宣孝の猛アプローチによって結婚へ

 父の為時にとって、宣孝は親戚で、かつ元同僚だ。為時と同年代であるため、式部とは年齢が20歳ほど離れている。

 しかも、宣孝には妻子がいたこともあり、父としては複雑な思いもあったことだろう。ドラマでは、為時がまひろにこんな言葉をかけている。

「ただ、これだけは心しておけ。宣孝殿には妻もおるし、妾も何人もいる。お前も慈しむであろうが、 他のおなごも慈しむであろう。お前は潔癖ゆえ、そのことで傷つかぬよう心構えはしておけよ」

 それに対してまひろは「そのことも都で考えてみます」と答えている。その後、都に帰って宣孝と結婚することになるが、実際はどんな経緯があったのか。

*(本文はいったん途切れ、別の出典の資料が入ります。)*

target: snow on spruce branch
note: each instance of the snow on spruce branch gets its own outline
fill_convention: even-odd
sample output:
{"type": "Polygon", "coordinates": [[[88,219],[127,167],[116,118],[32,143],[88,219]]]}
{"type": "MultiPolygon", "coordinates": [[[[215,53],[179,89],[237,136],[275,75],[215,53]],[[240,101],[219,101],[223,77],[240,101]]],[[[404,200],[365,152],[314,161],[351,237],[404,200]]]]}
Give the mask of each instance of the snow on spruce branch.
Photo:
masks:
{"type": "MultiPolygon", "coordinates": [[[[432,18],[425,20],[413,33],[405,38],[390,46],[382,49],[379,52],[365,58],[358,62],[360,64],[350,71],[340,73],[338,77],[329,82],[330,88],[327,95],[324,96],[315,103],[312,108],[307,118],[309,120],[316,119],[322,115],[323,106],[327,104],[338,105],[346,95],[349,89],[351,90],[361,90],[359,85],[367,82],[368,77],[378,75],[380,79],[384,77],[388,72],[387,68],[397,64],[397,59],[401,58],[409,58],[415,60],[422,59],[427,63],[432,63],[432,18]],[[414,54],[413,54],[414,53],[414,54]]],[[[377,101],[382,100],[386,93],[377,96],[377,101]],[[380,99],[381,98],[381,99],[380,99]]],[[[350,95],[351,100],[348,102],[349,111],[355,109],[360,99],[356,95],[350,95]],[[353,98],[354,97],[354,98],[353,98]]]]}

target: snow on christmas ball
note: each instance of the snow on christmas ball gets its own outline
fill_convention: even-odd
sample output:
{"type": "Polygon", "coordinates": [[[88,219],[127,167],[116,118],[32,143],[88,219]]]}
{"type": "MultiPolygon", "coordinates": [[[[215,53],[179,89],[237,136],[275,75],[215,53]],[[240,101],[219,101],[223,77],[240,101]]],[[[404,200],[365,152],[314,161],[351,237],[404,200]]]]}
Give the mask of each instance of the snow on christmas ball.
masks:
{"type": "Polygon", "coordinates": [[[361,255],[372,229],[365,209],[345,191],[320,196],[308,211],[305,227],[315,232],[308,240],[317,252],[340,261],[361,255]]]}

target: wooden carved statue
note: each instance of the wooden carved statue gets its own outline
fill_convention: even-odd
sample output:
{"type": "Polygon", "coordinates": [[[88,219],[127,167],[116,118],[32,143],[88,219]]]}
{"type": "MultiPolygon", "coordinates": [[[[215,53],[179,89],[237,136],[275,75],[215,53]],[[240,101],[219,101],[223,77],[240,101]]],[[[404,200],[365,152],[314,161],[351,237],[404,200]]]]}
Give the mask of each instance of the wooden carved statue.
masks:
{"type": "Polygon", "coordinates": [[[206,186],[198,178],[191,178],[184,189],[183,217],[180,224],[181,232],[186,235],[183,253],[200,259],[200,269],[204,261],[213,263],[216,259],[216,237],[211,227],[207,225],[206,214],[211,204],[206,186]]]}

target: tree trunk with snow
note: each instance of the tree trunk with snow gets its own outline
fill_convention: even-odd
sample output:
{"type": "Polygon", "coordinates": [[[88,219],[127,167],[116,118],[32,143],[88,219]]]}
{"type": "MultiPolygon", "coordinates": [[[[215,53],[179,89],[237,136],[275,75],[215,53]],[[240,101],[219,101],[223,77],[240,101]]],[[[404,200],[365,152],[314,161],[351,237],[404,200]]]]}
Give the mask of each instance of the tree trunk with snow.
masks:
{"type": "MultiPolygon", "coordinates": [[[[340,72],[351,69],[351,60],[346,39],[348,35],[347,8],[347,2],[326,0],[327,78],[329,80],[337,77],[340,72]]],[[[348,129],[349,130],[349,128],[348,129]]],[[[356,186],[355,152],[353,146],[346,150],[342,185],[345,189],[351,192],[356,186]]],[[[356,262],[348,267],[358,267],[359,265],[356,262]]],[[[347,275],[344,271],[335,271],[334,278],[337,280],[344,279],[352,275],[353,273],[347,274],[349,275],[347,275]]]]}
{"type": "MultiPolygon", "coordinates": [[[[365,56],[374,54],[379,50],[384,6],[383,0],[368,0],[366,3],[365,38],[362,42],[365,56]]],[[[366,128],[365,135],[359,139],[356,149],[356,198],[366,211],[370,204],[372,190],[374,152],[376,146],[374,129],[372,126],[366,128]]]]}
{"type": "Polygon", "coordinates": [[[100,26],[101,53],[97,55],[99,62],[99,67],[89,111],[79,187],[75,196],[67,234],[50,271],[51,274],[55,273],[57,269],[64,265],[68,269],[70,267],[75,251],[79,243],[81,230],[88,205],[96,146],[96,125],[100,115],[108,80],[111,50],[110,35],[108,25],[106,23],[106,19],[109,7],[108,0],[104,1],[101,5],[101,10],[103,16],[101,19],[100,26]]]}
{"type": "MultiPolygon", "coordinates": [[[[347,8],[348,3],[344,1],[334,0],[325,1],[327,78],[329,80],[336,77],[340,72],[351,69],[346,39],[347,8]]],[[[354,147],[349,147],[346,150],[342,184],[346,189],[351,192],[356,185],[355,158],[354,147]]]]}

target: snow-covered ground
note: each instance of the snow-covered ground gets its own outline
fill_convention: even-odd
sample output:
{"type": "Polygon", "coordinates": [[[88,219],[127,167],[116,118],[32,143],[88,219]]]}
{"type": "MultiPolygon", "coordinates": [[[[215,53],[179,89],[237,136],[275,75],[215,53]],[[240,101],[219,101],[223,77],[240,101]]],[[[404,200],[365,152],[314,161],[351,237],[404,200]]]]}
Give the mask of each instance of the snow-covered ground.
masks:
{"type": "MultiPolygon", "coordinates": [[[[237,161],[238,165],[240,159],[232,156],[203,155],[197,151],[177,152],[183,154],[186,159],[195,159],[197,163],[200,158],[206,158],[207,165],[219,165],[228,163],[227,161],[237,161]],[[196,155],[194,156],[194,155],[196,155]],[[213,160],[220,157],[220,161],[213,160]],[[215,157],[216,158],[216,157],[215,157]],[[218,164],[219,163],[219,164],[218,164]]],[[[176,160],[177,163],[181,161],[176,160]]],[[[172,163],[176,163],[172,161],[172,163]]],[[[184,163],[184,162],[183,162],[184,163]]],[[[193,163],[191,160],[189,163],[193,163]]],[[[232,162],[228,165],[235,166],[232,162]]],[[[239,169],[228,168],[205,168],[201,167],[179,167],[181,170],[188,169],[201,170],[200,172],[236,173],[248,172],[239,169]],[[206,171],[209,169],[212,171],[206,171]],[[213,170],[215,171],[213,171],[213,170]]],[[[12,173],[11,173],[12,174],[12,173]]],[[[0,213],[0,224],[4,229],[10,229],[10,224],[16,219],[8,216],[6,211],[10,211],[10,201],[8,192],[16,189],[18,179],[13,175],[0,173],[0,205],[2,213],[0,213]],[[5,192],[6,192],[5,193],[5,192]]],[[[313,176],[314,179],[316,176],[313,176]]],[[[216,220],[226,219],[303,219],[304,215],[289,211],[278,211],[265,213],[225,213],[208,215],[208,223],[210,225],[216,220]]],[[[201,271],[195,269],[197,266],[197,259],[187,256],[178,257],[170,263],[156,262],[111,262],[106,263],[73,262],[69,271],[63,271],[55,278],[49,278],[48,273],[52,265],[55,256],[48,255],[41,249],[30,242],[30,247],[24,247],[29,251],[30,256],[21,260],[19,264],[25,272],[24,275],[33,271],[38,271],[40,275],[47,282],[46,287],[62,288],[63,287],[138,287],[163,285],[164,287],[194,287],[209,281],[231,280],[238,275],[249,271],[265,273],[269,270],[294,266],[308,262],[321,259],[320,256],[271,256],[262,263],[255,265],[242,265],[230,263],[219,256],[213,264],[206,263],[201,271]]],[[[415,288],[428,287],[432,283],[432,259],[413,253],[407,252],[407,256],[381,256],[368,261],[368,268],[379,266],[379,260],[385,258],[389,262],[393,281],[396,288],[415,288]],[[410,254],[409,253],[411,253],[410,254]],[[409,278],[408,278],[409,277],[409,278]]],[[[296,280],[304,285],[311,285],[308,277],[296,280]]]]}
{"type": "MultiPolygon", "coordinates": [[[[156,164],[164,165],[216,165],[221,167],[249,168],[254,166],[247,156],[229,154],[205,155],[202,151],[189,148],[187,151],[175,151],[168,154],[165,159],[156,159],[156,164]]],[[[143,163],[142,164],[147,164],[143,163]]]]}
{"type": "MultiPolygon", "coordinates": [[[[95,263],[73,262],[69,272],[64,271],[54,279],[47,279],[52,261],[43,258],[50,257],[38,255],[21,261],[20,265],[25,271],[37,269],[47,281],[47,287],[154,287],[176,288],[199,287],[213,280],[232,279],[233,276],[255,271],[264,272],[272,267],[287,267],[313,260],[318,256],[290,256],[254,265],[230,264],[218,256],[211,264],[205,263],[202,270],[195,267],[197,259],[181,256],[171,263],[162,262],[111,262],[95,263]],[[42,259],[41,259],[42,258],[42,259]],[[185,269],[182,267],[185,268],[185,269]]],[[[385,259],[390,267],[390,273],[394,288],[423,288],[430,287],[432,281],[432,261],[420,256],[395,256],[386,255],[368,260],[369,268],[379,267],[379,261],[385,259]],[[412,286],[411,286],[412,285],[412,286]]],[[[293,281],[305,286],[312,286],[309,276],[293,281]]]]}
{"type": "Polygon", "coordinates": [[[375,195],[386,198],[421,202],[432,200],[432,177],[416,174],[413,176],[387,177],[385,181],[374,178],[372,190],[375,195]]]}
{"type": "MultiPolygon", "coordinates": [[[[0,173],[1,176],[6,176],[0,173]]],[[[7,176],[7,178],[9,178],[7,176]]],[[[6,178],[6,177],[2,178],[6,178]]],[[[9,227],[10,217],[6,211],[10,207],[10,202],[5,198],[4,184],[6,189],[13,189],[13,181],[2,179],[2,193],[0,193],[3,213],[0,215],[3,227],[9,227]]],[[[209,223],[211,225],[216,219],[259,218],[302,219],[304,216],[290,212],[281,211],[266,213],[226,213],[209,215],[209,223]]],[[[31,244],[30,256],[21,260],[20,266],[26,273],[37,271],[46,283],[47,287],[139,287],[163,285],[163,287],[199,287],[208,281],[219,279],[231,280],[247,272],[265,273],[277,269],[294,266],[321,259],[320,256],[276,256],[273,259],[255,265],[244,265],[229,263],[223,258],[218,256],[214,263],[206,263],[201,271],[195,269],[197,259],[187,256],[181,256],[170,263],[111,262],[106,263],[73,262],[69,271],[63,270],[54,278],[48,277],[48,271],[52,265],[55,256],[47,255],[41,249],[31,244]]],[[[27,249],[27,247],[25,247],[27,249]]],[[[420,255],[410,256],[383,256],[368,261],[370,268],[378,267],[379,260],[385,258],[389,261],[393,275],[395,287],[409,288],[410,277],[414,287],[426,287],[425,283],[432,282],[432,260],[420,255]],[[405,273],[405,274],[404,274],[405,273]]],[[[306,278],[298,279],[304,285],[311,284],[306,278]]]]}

 式部は長徳3(997)年の年末から翌年の春にかけて、都へと戻った。すると、これまで歌で求愛してきた宣孝が、式部の邸宅を訪れて直接、思いを伝えるようになった。次の歌は、お互いが結婚を意識するようになる中で、宣孝が贈った歌とされている。

「けぢかくて たれも心は 見えにけむ ことはへだてぬ ちぎりともがな」
(親しく話すようになって私の思いも分かってもらえたでしょうから、できるならば隔てのない仲になりたい)

 それに対して、まひろは下記のように返事をしている。

「へだてじと ならひしほどに 夏衣 薄き心を まづ知られぬる」
(私は隔てをもたないようにと思っていつもお返事しておりますのに、かえって夏衣のような、あなたの薄い心を先に知ることになりました)

 式部の返事は一見、相手を批判しているようだが、よく読むと「私はすでに隔てを持っておりません」ということ。求愛を受け入れるという姿勢を見せている。

 ドラマでは、「こんなに筆マメな方だとは知りませんでした」というセリフによって、手紙のやりとりが盛んに行われていたことが示唆されていた。やはり、いつの時代もマメな男がモテるのだろう。